L’ERREUR EST HUMAINE ! ET C’EST TANT MIEUX !
- Posté par Guillaume Lemonde
- Catégories Articles, Démarche Saluto, Présence et attention, Psychologie (Saluto Psychologie)
- Date 1 avril 2022

À notre époque hautement technologique, la pensée artificielle permet d’incroyables prouesses. Elle résoud des équations compliquées et propose des résultats fiables. Pas d’erreurs possibles ! L’erreur est humaine : elle n’est pas le fait des ordinateurs. Si les ordinateurs se trompent, c’est que les humains qui les programment se sont trompés. Mais si les algorithmes sont corrects et les données qu’ils moulinent, suffisamment nombreuses, on frise la perfection.
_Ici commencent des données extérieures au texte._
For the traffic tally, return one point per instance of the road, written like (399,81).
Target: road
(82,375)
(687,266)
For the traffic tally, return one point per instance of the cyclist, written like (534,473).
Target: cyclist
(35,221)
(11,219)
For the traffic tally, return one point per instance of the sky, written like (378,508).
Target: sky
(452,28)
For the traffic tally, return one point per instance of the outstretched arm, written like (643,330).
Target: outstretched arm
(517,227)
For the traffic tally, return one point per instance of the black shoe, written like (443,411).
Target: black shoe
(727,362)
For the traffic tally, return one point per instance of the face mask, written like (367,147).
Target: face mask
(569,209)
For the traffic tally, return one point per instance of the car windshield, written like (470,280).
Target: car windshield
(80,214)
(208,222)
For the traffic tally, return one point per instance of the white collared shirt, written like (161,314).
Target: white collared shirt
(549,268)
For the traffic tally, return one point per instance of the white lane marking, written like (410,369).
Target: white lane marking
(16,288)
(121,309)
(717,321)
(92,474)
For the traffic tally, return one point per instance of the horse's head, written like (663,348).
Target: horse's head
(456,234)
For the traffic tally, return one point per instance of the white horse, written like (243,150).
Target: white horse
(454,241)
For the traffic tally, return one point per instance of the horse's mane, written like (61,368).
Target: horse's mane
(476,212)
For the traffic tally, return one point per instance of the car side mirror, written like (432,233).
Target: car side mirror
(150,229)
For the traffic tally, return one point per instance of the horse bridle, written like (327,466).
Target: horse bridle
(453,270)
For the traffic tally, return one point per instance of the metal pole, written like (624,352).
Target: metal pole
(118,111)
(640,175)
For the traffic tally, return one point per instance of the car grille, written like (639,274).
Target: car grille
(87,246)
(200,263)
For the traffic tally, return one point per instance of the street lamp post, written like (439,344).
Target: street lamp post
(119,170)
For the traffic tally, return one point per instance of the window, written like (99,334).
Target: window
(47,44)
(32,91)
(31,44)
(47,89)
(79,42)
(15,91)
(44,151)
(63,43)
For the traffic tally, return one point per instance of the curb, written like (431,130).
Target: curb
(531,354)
C’est pourquoi, comme l’erreur est humaine, on remplace partout où c’est possible, l’intervention humaine par des machines. Par exemple, on met au point des logiciels médicaux aux diagnostics imparables. On invente des avocats numériques. L’erreur est humaine, mais ces avocats-là trouvent immédiatement l’article de loi qui sauvera la situation. Ils connaissent tous les codes et la jurisprudence… Beaucoup de professions sont concernées par ces innovations. Les processeurs pallient à nos limitations. Ils sont rapides et irréprochables.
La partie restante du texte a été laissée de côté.